SWA for distributed training

Hi there,

I am very new to pytorch. Is Stochastic Weight Averaging supported in distributed training (more specifically, the update_bn function).

Thanks!

I see no reason why it wouldn’t work. Since SWA holds a separate copy of the model on each rank and uses the same all-reduced gradients to update the weight averages, it should theoretically work.

I would suggest giving it a try, and letting us know if you experience any issues.

I have tried SWA with DDP and encounter key errors when I try to load the state_dict of the saved swa model.

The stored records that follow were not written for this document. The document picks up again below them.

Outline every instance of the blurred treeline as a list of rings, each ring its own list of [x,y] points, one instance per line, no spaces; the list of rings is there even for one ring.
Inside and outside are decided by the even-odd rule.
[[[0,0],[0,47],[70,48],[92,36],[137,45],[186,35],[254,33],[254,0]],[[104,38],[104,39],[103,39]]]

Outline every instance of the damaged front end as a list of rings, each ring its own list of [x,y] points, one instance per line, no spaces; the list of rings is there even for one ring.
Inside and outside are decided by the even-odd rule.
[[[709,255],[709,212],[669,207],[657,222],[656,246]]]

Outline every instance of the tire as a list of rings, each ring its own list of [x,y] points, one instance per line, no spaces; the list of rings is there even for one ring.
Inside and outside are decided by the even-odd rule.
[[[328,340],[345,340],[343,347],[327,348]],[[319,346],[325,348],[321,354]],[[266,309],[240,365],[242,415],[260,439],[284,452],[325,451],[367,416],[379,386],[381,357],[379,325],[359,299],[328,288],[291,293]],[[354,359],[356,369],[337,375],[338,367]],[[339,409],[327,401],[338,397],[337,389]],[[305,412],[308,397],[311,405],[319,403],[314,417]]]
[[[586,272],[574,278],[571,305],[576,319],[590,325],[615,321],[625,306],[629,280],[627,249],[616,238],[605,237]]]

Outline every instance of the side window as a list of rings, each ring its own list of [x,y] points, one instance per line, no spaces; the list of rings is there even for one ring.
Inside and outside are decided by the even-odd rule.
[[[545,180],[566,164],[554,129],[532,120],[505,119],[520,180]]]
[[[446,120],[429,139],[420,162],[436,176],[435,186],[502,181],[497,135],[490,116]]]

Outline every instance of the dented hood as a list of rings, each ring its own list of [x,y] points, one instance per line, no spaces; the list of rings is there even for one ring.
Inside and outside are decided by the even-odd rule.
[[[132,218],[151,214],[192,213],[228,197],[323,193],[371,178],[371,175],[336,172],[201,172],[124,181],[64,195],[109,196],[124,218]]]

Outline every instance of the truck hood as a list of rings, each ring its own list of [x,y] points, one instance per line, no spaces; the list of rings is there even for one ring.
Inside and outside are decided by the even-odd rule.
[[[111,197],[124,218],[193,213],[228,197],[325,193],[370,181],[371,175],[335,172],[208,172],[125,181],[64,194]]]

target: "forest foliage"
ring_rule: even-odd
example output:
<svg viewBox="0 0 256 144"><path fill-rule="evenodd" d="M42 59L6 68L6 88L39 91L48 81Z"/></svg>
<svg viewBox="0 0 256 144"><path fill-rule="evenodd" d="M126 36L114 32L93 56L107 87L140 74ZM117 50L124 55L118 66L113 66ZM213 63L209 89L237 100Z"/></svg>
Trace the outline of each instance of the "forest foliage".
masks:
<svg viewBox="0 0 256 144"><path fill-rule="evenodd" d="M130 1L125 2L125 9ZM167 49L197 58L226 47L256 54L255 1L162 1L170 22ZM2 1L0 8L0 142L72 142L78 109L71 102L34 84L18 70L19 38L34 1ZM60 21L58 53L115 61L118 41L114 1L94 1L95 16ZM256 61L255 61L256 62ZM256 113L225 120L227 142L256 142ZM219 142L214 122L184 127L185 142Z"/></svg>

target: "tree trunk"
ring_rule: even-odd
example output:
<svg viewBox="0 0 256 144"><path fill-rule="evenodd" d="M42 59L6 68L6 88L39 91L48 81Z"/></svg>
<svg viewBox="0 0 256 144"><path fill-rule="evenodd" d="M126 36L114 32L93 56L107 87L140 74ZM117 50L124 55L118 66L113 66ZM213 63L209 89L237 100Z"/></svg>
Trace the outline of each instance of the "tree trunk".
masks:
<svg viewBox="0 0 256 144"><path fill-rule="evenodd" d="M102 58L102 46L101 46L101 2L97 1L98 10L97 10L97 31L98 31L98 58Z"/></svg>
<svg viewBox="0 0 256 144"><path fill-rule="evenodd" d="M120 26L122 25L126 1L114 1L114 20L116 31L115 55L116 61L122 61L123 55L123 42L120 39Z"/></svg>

Below is my skeletal code:


from torch.optim.swa_utils import AveragedModel, SWALR
from torch.optim.lr_scheduler import CosineAnnealingLR

loader, optimizer, model, loss_fn = ...
model = torch.nn.parallel.DistributedDataParallel(module=model, broadcast_buffers=False,  device_ids=[local_rank])
model.train()
swa_model = AveragedModel(model)
scheduler = CosineAnnealingLR(optimizer, T_max=100)
swa_start = 5
swa_scheduler = SWALR(optimizer, swa_lr=0.05)

for epoch in range(100):
      for input, target in loader:
          optimizer.zero_grad()
          loss_fn(model(input), target).backward()
          optimizer.step()
      if epoch > swa_start:
          swa_model.update_parameters(model)
          swa_scheduler.step()
      else:
          scheduler.step()

# Update bn statistics for the swa_model at the end
torch.optim.swa_utils.update_bn(loader, swa_model)
#saving swa_model
torch.save(swa_model.module.state_dict(),  'swa_model.pth'))
#saving model at last epoch
torch.save(model.module.state_dict(),  'last_epoch_model.pth'))
# The code runs fine and the model is saved
#During inference

model = get_model()
model.load_state_dict(torch.load('swa_model.pth'))

Now there is a mis-match of keys in the state dictionary
Because I have used DDP and passed the DDP model to AverageModels - Results in the following error:
Missing key(s) in state_dict: “conv1.weight”…; Unexpected key(s) in state_dict: “module.conv1.weight”…

But “last_epoch_model.pth”, loads correctly. Any thoughts?

When wrapping your model with both DDP and AverageModel, you need to call swa_model.module.module to get back to the correct level. Right now, with only one “.module”, you’re saving a DDP wrapped model, which is the reason for the unexpected ‘module’-prepend in your state_dict keys when loading.